Selon les types d’organisation ces différents acteurs détiendront plus ou moins de pouvoir c’est-à-dire influenceront, à des degrés divers, les prises de décisions stratégiques de l’organisation.

2. Les configurations organisationnelles

L’articulation entre toutes ces modalités permet de construire une typologie des configurations des organisations, qui sera particulièrement utile dans une étude de changement organisationnel.

2.1. La configuration entrepreneuriale

Il s’agit d’une organisation dirigée par une seule personne qui centralise les prises de décisions stratégiques.

Au niveau de la structure, la division horizontale est généralement faible puisque les opérateurs effectuent des tâches variées. La division verticale, quant à elle, est plutôt forte car l’entreprise fonctionne par supervision directe de la hiérarchie sur des travailleurs peu qualifiés.

Ce type d’organisation se développe quand le marché est plutôt instable ce qui explique le modèle de supervision directe, le plus apte à réagir rapidement en fonction des fluctuations du marché, qui peuvent donc représenter une menace pour l’organisation. La survie de celle-ci est donc prioritaire, ce qui explique la centralisation de pouvoir et des ressources entre les mains du sommet stratégique : le directeur, également fondateur et propriétaire, occupe une position dominante.
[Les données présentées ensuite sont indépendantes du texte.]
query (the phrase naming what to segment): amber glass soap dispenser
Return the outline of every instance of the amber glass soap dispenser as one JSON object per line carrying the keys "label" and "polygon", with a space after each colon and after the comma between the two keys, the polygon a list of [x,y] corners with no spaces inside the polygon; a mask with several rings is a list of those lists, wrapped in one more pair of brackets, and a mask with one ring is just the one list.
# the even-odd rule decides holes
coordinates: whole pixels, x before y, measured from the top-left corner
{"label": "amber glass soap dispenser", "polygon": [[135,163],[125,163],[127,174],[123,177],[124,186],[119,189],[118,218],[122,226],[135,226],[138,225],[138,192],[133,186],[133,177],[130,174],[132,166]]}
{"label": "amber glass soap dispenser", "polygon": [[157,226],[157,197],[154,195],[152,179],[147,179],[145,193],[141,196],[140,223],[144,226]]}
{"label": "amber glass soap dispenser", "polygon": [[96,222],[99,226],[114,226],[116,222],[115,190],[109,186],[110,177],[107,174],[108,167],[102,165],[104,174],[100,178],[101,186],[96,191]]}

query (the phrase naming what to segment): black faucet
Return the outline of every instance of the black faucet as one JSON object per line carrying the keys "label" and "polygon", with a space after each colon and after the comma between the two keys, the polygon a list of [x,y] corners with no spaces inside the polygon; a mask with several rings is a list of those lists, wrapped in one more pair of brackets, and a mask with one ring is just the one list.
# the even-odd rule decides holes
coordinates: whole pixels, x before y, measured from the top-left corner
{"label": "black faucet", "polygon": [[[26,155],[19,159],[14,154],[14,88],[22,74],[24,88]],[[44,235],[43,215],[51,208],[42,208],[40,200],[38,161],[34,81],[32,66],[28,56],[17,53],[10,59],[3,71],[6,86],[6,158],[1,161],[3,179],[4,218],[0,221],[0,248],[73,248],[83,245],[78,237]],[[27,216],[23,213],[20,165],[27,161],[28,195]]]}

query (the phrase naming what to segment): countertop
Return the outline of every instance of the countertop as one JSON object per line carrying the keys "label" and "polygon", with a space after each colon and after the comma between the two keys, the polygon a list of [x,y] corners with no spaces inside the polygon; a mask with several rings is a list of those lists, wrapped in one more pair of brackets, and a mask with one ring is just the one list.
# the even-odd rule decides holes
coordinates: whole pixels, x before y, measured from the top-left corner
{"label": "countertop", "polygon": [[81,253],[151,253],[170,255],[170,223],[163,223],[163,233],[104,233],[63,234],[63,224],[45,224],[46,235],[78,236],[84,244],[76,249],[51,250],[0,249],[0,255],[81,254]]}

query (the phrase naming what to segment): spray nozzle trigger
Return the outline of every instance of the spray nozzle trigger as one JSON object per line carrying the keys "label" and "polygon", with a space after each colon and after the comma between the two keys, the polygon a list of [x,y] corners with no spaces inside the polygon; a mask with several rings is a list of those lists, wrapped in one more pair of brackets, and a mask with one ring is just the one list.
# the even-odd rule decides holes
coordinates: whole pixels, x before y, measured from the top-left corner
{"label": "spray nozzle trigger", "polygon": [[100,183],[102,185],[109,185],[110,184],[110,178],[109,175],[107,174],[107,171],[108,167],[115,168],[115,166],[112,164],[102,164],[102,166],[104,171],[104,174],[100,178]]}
2.2. La configuration missionnaire

Les buts prédominants dans ce type d’organisations sont les buts de mission c’est-à-dire les buts qui ont trait aux clients-mêmes de l’organisation. Les buts de système ne sont donc réalisés que pour pouvoir assurer les buts de mission.

Pour ce qui est de la structure, la coordination des opérateurs fonctionne par standardisation des normes : ce sont les normes, les valeurs de l’organisation qui dirigent le travail à accomplir. Les travailleurs adhèrent donc à ces buts et s’impliquent pleinement dans le fonctionnement de l’organisation. Il arrive fréquemment dans ce genre d’organisations que des membres travaillent bénévolement.

Outre cette standardisation des normes les travailleurs opèrent également par ajustement mutuel.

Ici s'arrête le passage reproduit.